The Ontario Soccer Association recently announced a mandate to disregard scores in youth leagues for kids under 12. Some leagues already apply the model, but beginning in 2014 it becomes mandatory.
Kingston native Naomi Conway-Hurtubise said her son’s under-6 house league games under the Cataraqui Clippers organization already function that way.
She fully understands the need for this model in her son’s league, but “older kids need to learn how to win and lose.”
“It’s not always about winning, but [kids] also sometimes need to learn that they did a good job, but they need to try harder next time,” Conway-Hurtubise said. “So if they don’t keep scores, how are [kids] really going to know that?”
Her point of view wasn’t ignored by Ontario Soccer Association president Rob Smale, who made the official announcement earlier this month. Smale said the mandate is only a “small component” of Canada’s Long Term Player Development (LTPD) model.
The LTPD intends to build growth and success of soccer within Canada. The first step is making soccer more enjoyable at the grassroots level.
That includes removing the hypercompetitive culture prevalent in youth leagues.
“Players are leaving the game at the ages of 14, 15, 16, because they’re burnt out, they’re fed up and they’re not having fun anymore,” Smale said. “Our belief is that we’re putting just too much pressure on our athletes at a very young age.”
Smale recently toured across Ontario and received mainly positive parent feedback on the LTPD initiative.

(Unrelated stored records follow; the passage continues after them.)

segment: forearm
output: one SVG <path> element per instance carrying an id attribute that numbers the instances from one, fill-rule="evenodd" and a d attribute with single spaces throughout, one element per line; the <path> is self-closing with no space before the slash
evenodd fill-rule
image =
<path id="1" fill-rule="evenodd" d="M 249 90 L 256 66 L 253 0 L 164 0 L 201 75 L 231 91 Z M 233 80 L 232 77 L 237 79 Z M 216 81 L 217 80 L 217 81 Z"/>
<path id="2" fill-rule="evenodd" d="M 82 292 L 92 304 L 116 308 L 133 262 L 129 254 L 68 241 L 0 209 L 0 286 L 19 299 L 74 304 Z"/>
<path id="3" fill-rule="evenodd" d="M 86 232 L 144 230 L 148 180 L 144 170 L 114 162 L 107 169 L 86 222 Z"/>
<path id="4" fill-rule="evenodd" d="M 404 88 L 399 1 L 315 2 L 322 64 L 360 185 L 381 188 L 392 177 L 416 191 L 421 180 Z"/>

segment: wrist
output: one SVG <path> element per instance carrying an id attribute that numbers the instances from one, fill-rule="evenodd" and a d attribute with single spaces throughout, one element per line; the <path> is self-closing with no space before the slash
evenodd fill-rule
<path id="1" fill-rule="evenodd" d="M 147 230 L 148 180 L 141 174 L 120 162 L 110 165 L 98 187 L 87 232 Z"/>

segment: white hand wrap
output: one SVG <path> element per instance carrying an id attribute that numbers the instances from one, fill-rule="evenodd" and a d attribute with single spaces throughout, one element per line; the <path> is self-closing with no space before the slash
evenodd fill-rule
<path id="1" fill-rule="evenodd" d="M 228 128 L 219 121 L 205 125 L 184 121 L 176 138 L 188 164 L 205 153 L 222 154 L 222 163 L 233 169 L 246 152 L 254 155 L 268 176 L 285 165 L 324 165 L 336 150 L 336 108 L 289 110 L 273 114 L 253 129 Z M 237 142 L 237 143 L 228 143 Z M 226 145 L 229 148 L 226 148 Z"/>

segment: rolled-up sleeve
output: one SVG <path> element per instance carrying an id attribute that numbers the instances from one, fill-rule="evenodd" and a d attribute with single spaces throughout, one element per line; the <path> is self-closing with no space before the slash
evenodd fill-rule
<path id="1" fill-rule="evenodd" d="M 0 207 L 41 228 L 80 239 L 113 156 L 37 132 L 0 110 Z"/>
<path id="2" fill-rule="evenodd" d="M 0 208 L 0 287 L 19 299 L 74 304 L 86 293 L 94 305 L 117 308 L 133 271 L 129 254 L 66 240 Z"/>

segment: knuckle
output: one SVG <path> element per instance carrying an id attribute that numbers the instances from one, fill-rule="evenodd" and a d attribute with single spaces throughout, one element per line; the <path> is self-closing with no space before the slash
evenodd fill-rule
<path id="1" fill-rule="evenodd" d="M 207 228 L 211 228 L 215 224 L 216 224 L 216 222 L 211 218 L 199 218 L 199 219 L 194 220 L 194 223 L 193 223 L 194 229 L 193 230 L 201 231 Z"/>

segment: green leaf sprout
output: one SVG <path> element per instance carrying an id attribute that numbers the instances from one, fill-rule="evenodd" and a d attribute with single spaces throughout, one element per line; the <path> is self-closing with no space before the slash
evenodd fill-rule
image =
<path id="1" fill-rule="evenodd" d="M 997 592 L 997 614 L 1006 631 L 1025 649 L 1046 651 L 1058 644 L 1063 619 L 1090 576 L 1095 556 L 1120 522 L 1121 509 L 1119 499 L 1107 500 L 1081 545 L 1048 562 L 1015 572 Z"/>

He said the central challenge is conveying the larger reasons underlying the removal of scores and standings.
“There’s lots of time for them to learn, lots of time for them to know what losing is all about,” Smale said. “We still don’t have the technical, tactical, creative component of the game that we need to win games at [the international] level.”
While the Canadian senior women’s team took home bronze at the 2012 London Olympics, the men’s team is seeded 72nd in the FIFA world rankings, despite soccer being the most popular sport among youths.
“By putting a little more emphasis on training, a little more emphasis on fun, creativity, touches on the ball, passing, shooting, dribbling and all that, I think we’ll have better players,” Smale said.
Ontario was the first province to adopt the national initiative’s mandate, but Smale said all the other provinces are on board. He said the LTPD initiative under Canada Sport for Life will also make its mark on sports beyond soccer.
“Canada Sport for Life has mandated long-term athlete development across the country in all sports,” he said.
As the next three to five years unfold, “no scores, no stats, no standings” will undergo its trial. Smale hopes “common sense” will prevail among the LTPD’s critics.
“At the end of the day, the right initiatives are taking place so that our young athletes are being set up to enjoy the game of soccer for the rest of their lives.”